Prezes Prawa i Sprawiedliwości, Jarosław Kaczyński, stawił się na posiedzeniu sejmowej komisji śledczej ds. wyborów korespondencyjnych. Lider Zjednoczonej Prawicy jest ostatnim przesłuchiwanym świadkiem.

Prezes PiS-u na początku posiedzenia zawnioskował o możliwość złożenia swobodnej wypowiedzi. Przewodniczący komisji, Dariusz Joński z KO, oddalił ten wniosek.
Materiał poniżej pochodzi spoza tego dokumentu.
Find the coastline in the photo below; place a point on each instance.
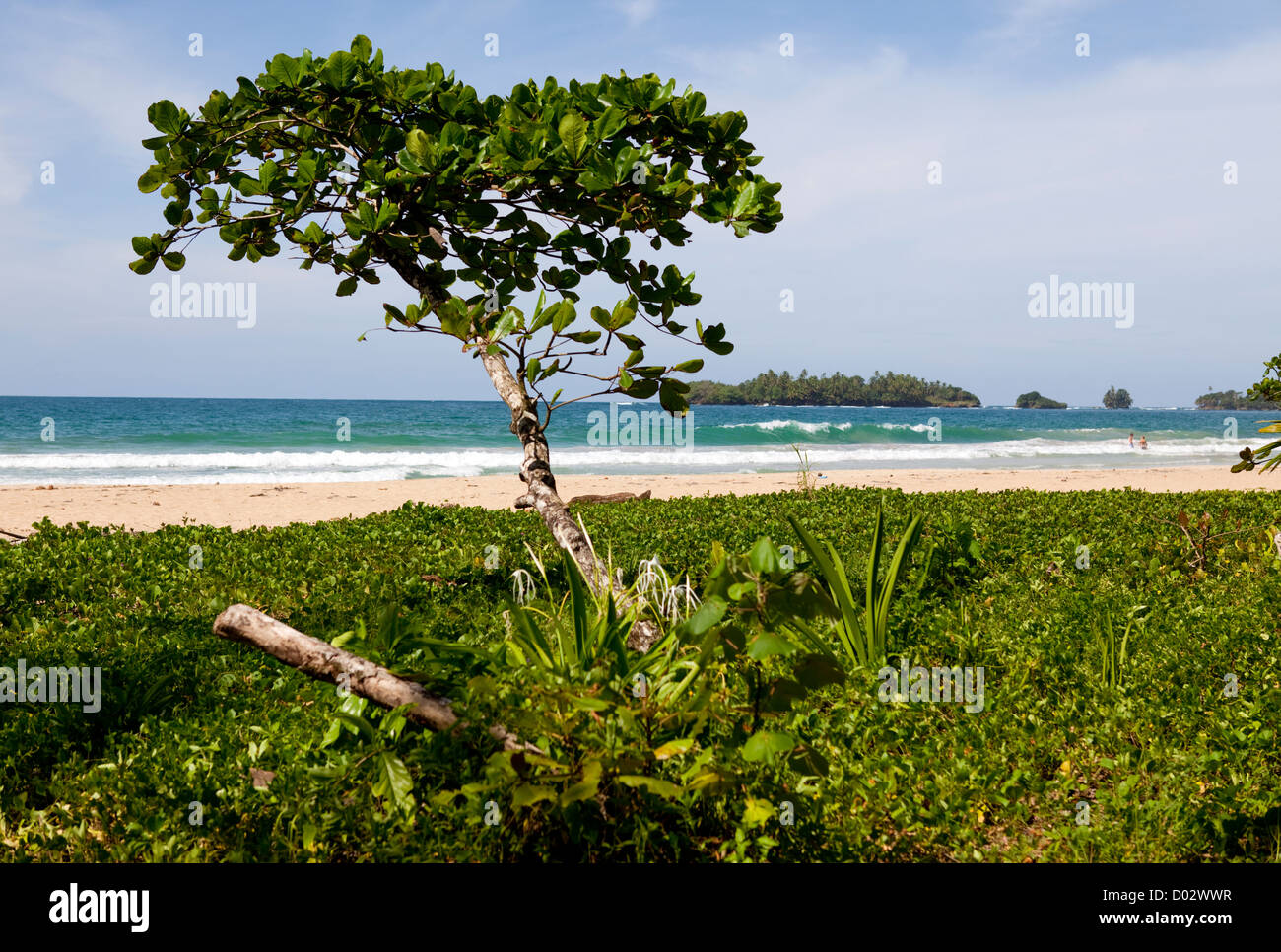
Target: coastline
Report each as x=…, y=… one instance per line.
x=244, y=505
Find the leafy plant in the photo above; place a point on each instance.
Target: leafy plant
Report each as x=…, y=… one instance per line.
x=806, y=481
x=863, y=637
x=1112, y=652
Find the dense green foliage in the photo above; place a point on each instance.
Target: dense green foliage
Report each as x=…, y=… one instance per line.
x=1033, y=400
x=1128, y=653
x=1231, y=400
x=1117, y=398
x=836, y=389
x=366, y=168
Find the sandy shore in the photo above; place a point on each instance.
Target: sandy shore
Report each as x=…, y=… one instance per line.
x=241, y=505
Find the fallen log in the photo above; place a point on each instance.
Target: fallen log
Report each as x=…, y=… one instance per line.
x=323, y=661
x=611, y=498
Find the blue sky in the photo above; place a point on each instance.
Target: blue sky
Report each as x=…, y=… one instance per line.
x=1107, y=168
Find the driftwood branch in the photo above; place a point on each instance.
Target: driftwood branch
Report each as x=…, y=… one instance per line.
x=323, y=661
x=610, y=498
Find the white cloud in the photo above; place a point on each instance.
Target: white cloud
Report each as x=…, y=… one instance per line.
x=637, y=12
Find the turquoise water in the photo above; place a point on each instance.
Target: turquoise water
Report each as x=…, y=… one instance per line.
x=103, y=440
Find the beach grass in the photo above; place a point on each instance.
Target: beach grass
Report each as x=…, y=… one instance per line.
x=205, y=750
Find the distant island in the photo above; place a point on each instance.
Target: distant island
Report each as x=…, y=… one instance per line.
x=1231, y=400
x=1036, y=401
x=1117, y=398
x=836, y=389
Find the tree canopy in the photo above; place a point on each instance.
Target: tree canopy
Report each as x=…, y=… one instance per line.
x=358, y=166
x=1117, y=398
x=836, y=389
x=1033, y=400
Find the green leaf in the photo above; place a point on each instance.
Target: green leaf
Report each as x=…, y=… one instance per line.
x=285, y=68
x=765, y=745
x=661, y=788
x=393, y=780
x=674, y=748
x=769, y=645
x=418, y=145
x=362, y=47
x=338, y=69
x=573, y=135
x=150, y=179
x=528, y=794
x=166, y=116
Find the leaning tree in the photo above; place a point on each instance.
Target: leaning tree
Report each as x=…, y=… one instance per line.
x=474, y=201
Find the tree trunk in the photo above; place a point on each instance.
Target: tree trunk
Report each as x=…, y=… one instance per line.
x=541, y=495
x=536, y=468
x=323, y=661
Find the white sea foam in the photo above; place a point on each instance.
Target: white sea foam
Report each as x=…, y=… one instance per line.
x=358, y=466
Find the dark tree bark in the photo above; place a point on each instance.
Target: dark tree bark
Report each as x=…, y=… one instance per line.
x=536, y=469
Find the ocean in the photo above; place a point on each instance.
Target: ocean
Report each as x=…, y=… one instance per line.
x=107, y=440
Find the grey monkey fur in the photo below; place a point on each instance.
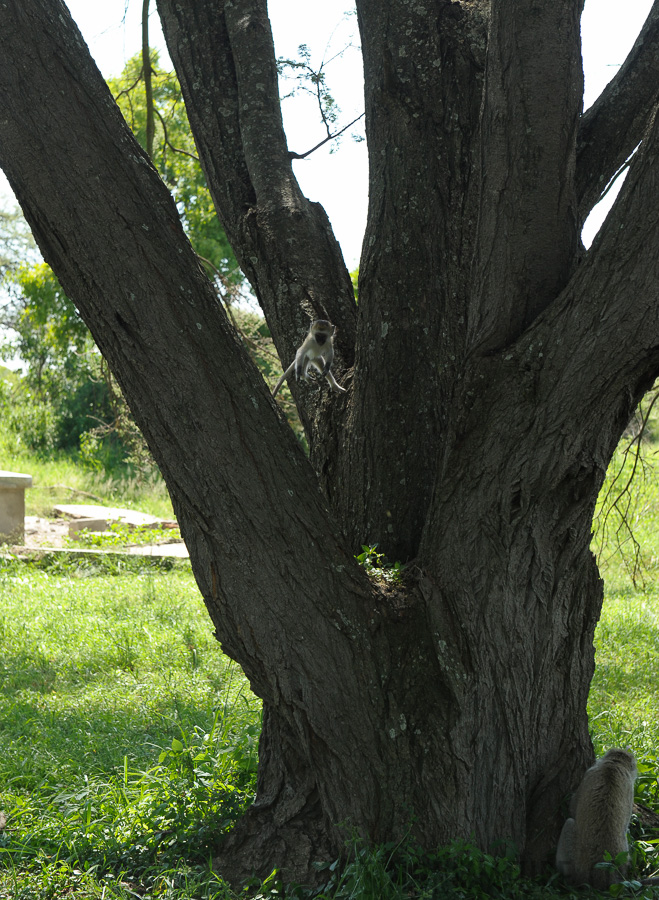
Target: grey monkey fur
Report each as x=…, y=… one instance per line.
x=600, y=812
x=316, y=352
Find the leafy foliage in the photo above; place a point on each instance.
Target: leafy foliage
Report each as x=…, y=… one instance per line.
x=174, y=157
x=376, y=565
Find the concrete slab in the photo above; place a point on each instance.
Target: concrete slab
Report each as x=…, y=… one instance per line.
x=12, y=505
x=109, y=514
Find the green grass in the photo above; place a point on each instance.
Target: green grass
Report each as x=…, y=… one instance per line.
x=128, y=740
x=63, y=480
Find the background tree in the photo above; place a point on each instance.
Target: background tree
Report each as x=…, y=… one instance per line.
x=492, y=366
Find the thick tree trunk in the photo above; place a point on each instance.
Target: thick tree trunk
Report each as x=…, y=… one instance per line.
x=493, y=373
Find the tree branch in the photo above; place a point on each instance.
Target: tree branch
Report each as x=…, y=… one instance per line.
x=330, y=137
x=615, y=124
x=528, y=225
x=224, y=57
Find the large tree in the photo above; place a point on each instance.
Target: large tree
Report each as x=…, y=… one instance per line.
x=492, y=365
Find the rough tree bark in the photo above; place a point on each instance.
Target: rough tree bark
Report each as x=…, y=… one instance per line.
x=492, y=367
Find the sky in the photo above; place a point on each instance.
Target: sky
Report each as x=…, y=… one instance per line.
x=339, y=180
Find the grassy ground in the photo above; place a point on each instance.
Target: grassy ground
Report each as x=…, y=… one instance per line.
x=62, y=480
x=128, y=741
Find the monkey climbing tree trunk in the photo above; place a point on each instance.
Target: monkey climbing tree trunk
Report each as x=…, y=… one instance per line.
x=491, y=367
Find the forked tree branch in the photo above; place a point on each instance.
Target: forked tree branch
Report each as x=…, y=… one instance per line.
x=615, y=124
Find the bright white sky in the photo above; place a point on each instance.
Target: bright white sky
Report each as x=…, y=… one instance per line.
x=339, y=180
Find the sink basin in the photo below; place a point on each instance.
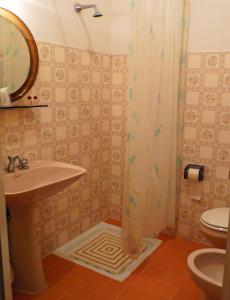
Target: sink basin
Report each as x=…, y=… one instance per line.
x=42, y=179
x=23, y=190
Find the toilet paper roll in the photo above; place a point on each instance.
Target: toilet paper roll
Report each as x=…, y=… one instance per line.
x=195, y=186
Odwołanie świadka na tę decyzję nie zostało jednak uwzględnione przez członków komisji w głosowaniu.

W trakcie składania zeznań Jarosław Kaczyński określił działalność komisji śledczej jako paradoksalną. Podkreślił przy tym, że pełną stuprocentową winę za to, że wybory się nie odbyły, ponosi Platforma Obywatelska i przedstawiciele tej koalicji, która dziś rządzi i stanowi większość.
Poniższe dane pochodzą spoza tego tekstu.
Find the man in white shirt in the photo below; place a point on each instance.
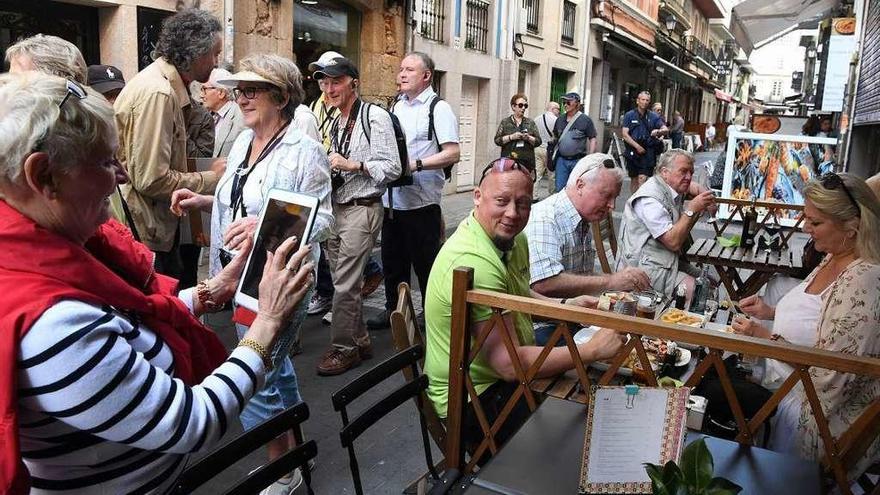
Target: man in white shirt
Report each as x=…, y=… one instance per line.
x=412, y=223
x=545, y=124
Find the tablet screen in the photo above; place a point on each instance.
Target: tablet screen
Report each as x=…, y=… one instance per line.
x=280, y=221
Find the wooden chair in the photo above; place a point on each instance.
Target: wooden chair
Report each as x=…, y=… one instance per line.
x=840, y=451
x=235, y=450
x=412, y=389
x=602, y=230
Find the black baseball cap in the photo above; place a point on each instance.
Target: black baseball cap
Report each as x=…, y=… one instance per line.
x=105, y=78
x=339, y=66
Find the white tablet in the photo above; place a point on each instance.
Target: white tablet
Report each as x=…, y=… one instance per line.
x=284, y=214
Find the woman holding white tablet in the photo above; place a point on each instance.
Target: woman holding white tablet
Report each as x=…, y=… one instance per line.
x=271, y=153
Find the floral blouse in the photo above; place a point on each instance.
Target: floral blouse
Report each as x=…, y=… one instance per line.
x=849, y=323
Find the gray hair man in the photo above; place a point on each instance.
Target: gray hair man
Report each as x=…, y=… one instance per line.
x=546, y=122
x=561, y=254
x=153, y=134
x=47, y=54
x=412, y=224
x=656, y=224
x=228, y=119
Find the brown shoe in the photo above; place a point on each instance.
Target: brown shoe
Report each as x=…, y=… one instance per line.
x=338, y=361
x=371, y=283
x=365, y=351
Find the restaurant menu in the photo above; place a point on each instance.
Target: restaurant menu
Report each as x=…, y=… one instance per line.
x=625, y=430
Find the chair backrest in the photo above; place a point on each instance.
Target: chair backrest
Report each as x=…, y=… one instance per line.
x=407, y=333
x=412, y=389
x=235, y=450
x=604, y=230
x=841, y=450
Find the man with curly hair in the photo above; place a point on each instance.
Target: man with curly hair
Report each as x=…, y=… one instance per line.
x=150, y=115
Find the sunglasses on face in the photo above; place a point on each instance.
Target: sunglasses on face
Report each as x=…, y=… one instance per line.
x=832, y=181
x=249, y=93
x=505, y=164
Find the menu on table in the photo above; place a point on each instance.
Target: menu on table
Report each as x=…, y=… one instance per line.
x=624, y=430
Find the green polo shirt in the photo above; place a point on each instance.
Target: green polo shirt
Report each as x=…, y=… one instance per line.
x=471, y=246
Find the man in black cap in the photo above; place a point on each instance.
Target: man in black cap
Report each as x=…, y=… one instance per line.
x=575, y=138
x=362, y=162
x=106, y=80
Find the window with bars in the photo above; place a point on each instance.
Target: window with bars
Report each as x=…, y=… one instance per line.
x=569, y=11
x=532, y=7
x=432, y=16
x=477, y=26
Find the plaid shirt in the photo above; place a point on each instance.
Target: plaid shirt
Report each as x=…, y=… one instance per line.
x=559, y=239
– Mamy do czynienia z sytuacją, w której ci, którzy są sprawcami różnego rodzaju deliktów – nie oceniam, czy są one tylko konstytucyjne, czy również karne – mają tych, którzy chcieli wykonać obowiązek konstytucyjny stawiać w sytuacji oskarżonych. To sytuacja sprzeczna z konstytucją – zaznaczył Jarosław Kaczyński.

 

Prezes PiS przypomniał, że decyzja dot. wyborów korespondencyjnych w 2020 roku została podjęta w sytuacji poważnego zagrożenia życia i zdrowia obywateli oraz bezwzględnego obowiązku konstytucyjnego przeprowadzenia wyborów.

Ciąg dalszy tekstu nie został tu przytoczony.